Here’s a simple runnable demo that illustrates what I’m observing:
import torch
from torch.fx import GraphModule, Tracer, Graph
from torch.export import export
class CustomModel(torch.nn.Module):
def __init__(self, hidden_size):
super().__init__()
self.w1 = torch.nn.Parameter(torch.empty(hidden_size, hidden_size))
def forward(self, x):
x = torch.mm(x, self.w1)
# x = gelu(x) # Uncomment for non-linear operations
x = x.sum()
return (x,)
if __name__ == "__main__":
torch.set_default_dtype(torch.bfloat16)
with torch.device("meta"):
hidden_size = 1024
model = CustomModel(hidden_size)
inp = torch.zeros(2, hidden_size, requires_grad=True)
tracer = Tracer()
graph = tracer.trace(model)
graph.print_tabular()
exported_program: torch.export.ExportedProgram = export(model, args=(inp,))

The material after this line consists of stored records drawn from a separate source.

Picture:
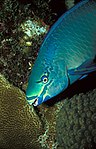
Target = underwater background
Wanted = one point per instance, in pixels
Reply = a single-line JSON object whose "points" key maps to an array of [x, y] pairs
{"points": [[68, 121]]}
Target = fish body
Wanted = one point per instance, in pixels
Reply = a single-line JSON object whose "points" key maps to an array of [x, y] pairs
{"points": [[68, 53]]}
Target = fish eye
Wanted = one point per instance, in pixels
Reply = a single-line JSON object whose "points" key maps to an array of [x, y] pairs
{"points": [[44, 79]]}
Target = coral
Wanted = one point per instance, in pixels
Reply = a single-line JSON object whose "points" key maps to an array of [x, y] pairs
{"points": [[20, 126], [76, 122]]}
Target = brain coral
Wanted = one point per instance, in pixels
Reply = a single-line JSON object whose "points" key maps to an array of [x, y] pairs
{"points": [[20, 127], [76, 122]]}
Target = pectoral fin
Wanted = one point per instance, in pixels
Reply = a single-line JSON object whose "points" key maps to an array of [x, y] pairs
{"points": [[85, 68]]}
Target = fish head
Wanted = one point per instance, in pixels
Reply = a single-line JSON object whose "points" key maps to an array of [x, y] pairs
{"points": [[45, 82]]}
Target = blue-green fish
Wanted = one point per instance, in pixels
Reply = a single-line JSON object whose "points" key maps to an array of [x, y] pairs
{"points": [[67, 54]]}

gm = exported_program.graph_module
gm.graph.print_tabular()
The output using torch.fx
directly vs. using export
(which I presume uses Dynamo internally) shows different behaviors. In the FX trace, parameters are retained as get_attr
, whereas in the Dynamo-based trace, they are converted to placeholder
.
Output using FX:
opcode name target args kwargs
------------- ------ ----------------------------------------------------- ----------- --------
placeholder x x () {}
get_attr w1 w1 () {}
call_function mm <built-in method mm of type object at 0x7f661c873500> (x, w1) {}
call_method sum_1 sum (mm,) {}
output output output ((sum_1,),) {}
Output using Dynamo:
opcode name target args kwargs
------------- ------ ---------------- ----------- --------
placeholder p_w1 p_w1 () {}
placeholder x x () {}
call_function mm aten.mm.default (x, p_w1) {}
call_function sum_1 aten.sum.default (mm,) {}
output output output ((sum_1,),) {}
I am curious why this happens, and if there’s a way to control or prevent this behavior when using Dynamo. Any insights or recommendations on how to handle this discrepancy would be greatly appreciated.